No sistema cardiovascular: doença coronariana, arritmias, insuficiência cardíaca, hipertensão e AVC.
No sistema respiratório: apneia do sono, piora da asma e risco aumentado de pneumonia.
Na parte digestiva: refluxo, esofagite e gordura no fígado que pode evoluir para cirrose.
A obesidade também aumenta o risco de diabetes tipo 2, doença de Alzheimer e demência precoce.
Vários cânceres são mais frequentes em pessoas com obesidade, como os de útero, de vesícula biliar, de mama, de próstata, de ovário e de cólon.
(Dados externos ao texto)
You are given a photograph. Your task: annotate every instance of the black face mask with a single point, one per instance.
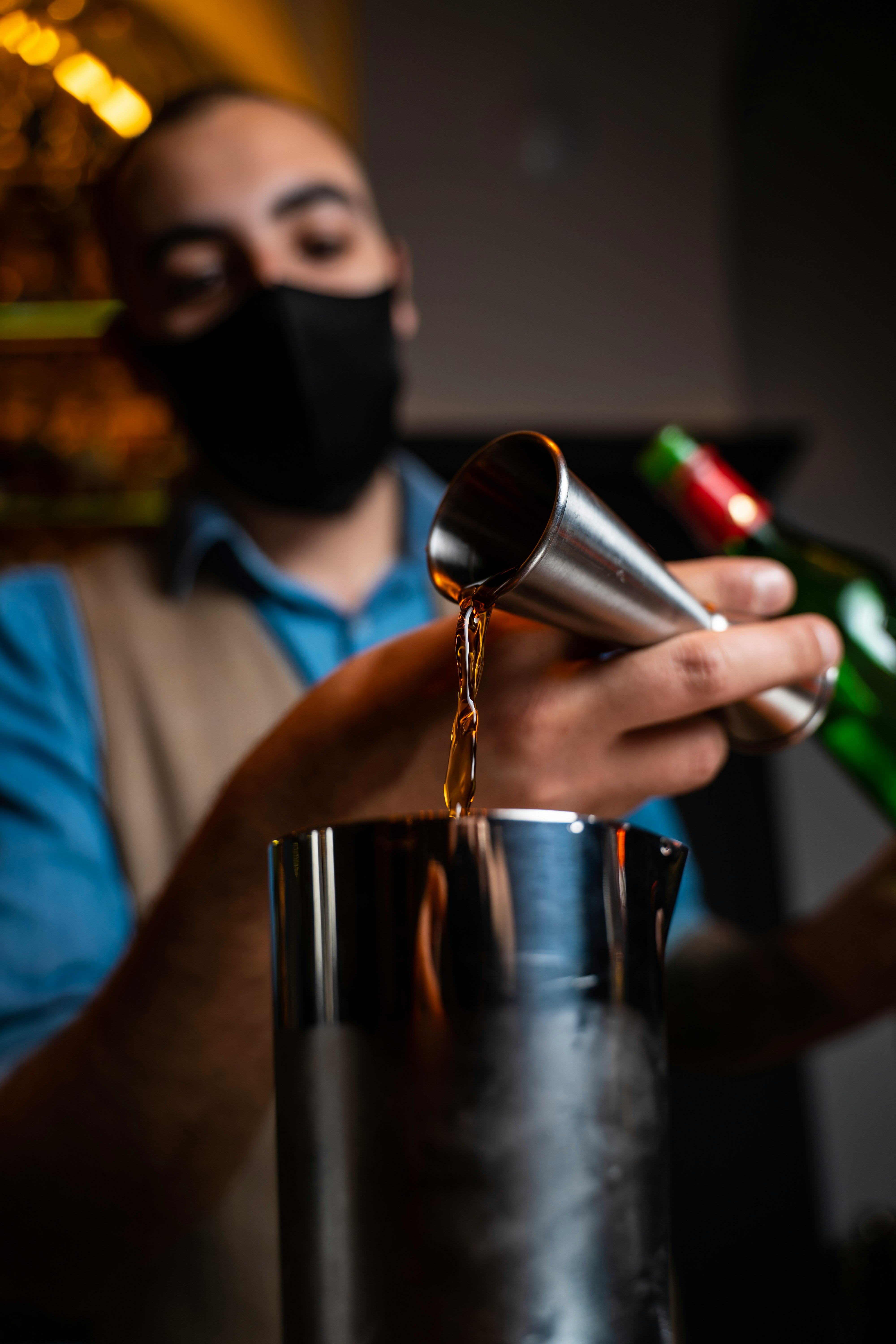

Outro benefício muito interessante já verificado do Wegovy é redução de desfecho renal, de doença renal, que também é uma coisa prevalente entre as pessoas com obesidade. Priscila Mattar, diretora médica da Novo Nordisk Brasil
O ''boom'' das canetas emagrecedoras
Fatores como a perda rápida de peso, os efeitos colaterais "leves", a facilidade para comprá-las e, principalmente, o sucesso nas redes sociais impulsionaram o uso estético das canetas emagrecedoras no mundo todo.
Médicos dizem receber pacientes, em sua maioria mulheres, cada vez mais informadas e já pedindo pelas medicações na expectativa de perderem poucos quilos o mais rápido possível. Segundo especialistas, a única barreira contra o uso estético ainda mais desenfreado é o alto custo dos remédios.
Entidades médicas criticam o uso estético. A Abeso (Associação Brasileira para o Estudo da Obesidade e Síndrome Metabólica) e a SBEM (Sociedade Brasileira de Endocrinologia e Metabologia) afirmam que a aplicação por quem não é obeso expõe pessoas sem indicação de uso aos efeitos colaterais; contribui para a escassez dos remédios, aumenta o estigma do tratamento de obesidade e sobrepeso para quem já sofre preconceitos.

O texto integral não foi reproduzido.